Having felt the need to reconnect (again) 10 years later, I sought out a translator to make emailing my father simpler, and we are now working through some of the heartache on both sides.

What can we learn from all of this uprooting and sorrow?

People get their hopes up so high that they will finally feel like they belong somewhere, but I gave up on that hope a long time ago.

I’ve realized that there is no such thing as “arriving,” since each day is a different journey, and each instant offers its own little insights about what it means to be a part of a family, a community, and a home.

We have no control over our birth families or, in my case, our adoptive families, but we do have a say in how we interpret the world around us.

My journey to find a permanent residence has taught me that this very life is my true home. Everything we experience, from the people we meet to the sights we see to the conversations we have, all contribute to making us who we are.

The people and events that enter our lives are not always within our control, but we always have the power to choose how we will react to them.
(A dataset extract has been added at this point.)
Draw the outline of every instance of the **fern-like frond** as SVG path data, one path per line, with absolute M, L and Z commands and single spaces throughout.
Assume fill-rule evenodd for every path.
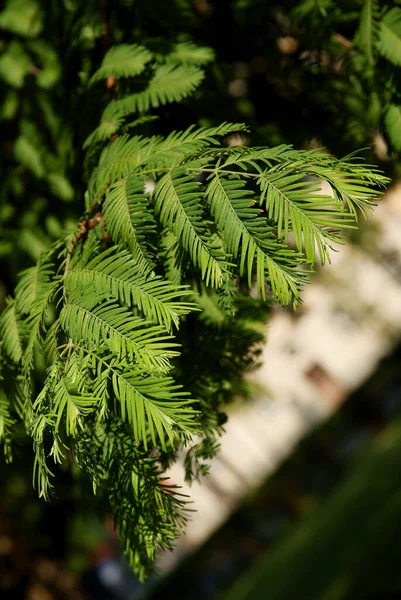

Despite the fact that it may appear as if we’ve lost out on what so many others have had, we learn that there is nothing lacking when we let go of our expectations for how our lives should be. We can’t claim ownership of their tales.

Everything in our lives is just the way we want it to be.

As I begin to build relationships with my biological relatives, I realize that my conception of home has changed. It’s in the neighborhood I grew up in. It comes from the ancestors I inherited it from. It exists in everyone I’ve ever loved and everyone who has loved me. It’s everywhere, and it never ceases to amaze me.

Every moment is a homecoming. Every experience has reminded me to be thankful.